How CU helps boost U.S. competitive edge

Dean Pic

By Steven R. Leigh

Educational innovation is core to CU-Boulder’s mission. Recent years have seen particularly rapid changes in education in the so-called STEM fields (Science, Technology, Engineering and Mathematics). In fact, the American Association of Universities (AAU), a consortium of the top U.S. research universities, has recently recognized STEM’s importance by supporting an initiative across eight of its member universities to advance STEM teaching and learning. CU-Boulder is a key part of this initiative. Together, this partnership will help transform teaching in these fields.

Revitalized interest in STEM education can be traced directly to the realization that education is critical to national security. A primary driver of efforts in STEM education was a 2001 report by the U.S. Commission on National Security. That report found that U.S. education was beginning to lag behind other countries’ education, ultimately posing significant and multifaceted threats to national security. In 2007, the National Academies released a report called “Rising Above the Gathering Storm,” which reinforced the view of the Security Commission. The National Academies further specified social and economic costs associated with ineffective education in these critical fields.

Major advances in STEM education at CU-Boulder have been catalyzed by two of our most accomplished professors, Nobel Prize winners Carl Wieman (physics) and Thomas Cech (chemistry and biochemistry). Their leadership inspired broad efforts across the campus to advance STEM education. The response across our campus—primarily in the Colleges of Arts and Sciences, Engineering and Education—has been remarkable. Systematic efforts, pioneered by our Department of Physics in partnership with other units, have yielded national leadership in STEM education. Recognized leaders in the field include Carnegie Foundation Professor of the Year Steven Pollock and Noah Finkelstein, both accomplished physicists. The Physics Education Research Group and the Center for STEM Learning (both directed by Finkelstein) represent CU-Boulder’s efforts to increase research on teaching and promote new pedagogical approaches. These groups have made significant advances in understanding how we can improve teaching and learning, not just in STEM fields, but also across our campus.

Several additional efforts dedicated to transforming education are occurring on our campus. For example, CU-Boulder’s Learning Assistant program, a partnership between departments and the College of Education, is now entering its second decade. This program deploys talented undergraduate peers to help students learn across our campus, especially in STEM courses. The program, initiated by Professor Emeritus Richard McCray (astrophysical and planetary sciences), is designed to recruit and train K-12 teachers while enhancing the success of CU-Boulder undergraduates in courses that employ learning assistants.

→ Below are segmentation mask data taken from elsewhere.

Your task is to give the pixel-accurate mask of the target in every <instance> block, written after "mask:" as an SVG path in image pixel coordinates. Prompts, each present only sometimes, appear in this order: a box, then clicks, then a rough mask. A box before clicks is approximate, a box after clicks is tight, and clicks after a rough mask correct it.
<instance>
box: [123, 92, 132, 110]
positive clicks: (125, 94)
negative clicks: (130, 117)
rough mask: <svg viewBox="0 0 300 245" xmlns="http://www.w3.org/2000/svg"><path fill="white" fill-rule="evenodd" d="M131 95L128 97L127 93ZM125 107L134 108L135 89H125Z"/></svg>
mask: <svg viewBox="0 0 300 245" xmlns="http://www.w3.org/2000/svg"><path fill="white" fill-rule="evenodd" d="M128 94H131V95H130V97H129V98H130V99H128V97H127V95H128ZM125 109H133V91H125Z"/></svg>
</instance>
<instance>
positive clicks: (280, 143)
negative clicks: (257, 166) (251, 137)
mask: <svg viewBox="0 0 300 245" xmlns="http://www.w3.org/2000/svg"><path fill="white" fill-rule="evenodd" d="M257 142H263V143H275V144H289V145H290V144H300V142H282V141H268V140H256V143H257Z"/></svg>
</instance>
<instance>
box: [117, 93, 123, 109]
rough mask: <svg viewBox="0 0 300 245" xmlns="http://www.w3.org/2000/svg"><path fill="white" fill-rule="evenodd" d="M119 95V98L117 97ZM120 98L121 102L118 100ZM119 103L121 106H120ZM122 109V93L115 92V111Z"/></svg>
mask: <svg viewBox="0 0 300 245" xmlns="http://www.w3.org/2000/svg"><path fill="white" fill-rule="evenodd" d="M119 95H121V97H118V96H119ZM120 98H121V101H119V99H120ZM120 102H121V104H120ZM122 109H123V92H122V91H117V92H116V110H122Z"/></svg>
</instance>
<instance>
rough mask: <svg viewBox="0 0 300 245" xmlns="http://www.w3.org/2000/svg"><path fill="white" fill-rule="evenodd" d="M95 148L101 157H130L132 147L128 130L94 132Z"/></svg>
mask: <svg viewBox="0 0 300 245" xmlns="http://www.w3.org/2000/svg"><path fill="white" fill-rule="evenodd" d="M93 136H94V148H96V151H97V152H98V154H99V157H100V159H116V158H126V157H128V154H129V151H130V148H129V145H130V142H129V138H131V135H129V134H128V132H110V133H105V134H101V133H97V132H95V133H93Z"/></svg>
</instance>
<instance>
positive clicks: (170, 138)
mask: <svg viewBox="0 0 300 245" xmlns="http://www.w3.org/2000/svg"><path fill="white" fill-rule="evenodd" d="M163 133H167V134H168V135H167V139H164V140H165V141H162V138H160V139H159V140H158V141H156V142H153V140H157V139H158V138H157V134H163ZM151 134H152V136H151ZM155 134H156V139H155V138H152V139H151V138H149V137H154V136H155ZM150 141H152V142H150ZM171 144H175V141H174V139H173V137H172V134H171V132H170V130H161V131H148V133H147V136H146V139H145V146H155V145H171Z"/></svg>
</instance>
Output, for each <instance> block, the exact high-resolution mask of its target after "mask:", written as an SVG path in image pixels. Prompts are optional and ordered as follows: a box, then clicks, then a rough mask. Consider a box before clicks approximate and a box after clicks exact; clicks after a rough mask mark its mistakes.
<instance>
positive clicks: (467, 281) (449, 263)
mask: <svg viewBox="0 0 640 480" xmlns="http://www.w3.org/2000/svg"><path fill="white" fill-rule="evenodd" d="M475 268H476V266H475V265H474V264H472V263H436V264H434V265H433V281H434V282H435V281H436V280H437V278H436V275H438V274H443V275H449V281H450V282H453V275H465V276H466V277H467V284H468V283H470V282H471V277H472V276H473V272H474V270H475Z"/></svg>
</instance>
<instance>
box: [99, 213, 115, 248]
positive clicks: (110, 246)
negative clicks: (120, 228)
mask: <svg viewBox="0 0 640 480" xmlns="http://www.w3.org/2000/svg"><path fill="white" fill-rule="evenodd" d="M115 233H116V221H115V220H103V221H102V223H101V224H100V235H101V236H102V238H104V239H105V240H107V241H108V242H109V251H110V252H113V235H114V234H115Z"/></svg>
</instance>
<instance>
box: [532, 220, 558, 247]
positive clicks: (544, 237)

Yet another program, CU Teach, co-directed by molecular biologist Michael Klymkowsky and Valerie Otero (College of Education), further enhances STEM and undergraduate education on our campus. CU Teach is an innovative secondary math and science teacher-education program. It was one of the first 13 teacher-education programs in the United States awarded a grant by the National Math and Science Initiative to model their program after UTeach, a highly successful math and science teacher preparation program at the University of Texas at Austin. CU Teach is a four-year program that leads to a degree in mathematics or sciences and a Colorado teaching license. Colorado’s schools are well served by these graduates, who bring advanced training in mathematics and sciences directly to K-12 classrooms.

Many of our STEM efforts are supported by innovative and dynamic interactive science software known as PhET Interactive Simulations (it’s free, so readers should feel free to download simulations of interest). Founded by Carl Wieman, PhET provides ways for young students to learn sciences. PhET has moved beyond its roots in physics to include interactive and research-based simulations in biology, chemistry, earth sciences and mathematics. The project now includes scores of scientifically rigorous simulations that aid students at all curricular levels, from pre-K to graduate school and into continuing education. PhET, now directed by Kathy Perkins, has dedicated users worldwide, with incalculable benefits for students and their families, especially in areas of the world with limited educational resources. PhET simulations offer “laboratories” to impoverished areas, benefitting students globally. The simulations are challenging, fun and, as noted, free (learn more at http://phet.colorado.edu).

The remarkable dedication of CU-Boulder faculty to undergraduate education is partly responsible for major transformations in our college in recent years, including record numbers of physics majors. Currently, about 85 percent of Arts and Sciences students major in either natural or social sciences. New efforts by our faculty have attracted the arts and humanities in a transformative effort to broaden STEM education. This has generated a new acronym, STEAM—the “A” stands for arts and humanities—and it will incorporate these fields in the training of the next generation of scientists and science teachers.

Steven R. Leigh is dean of the College of Arts and Sciences at the University of Colorado Boulder.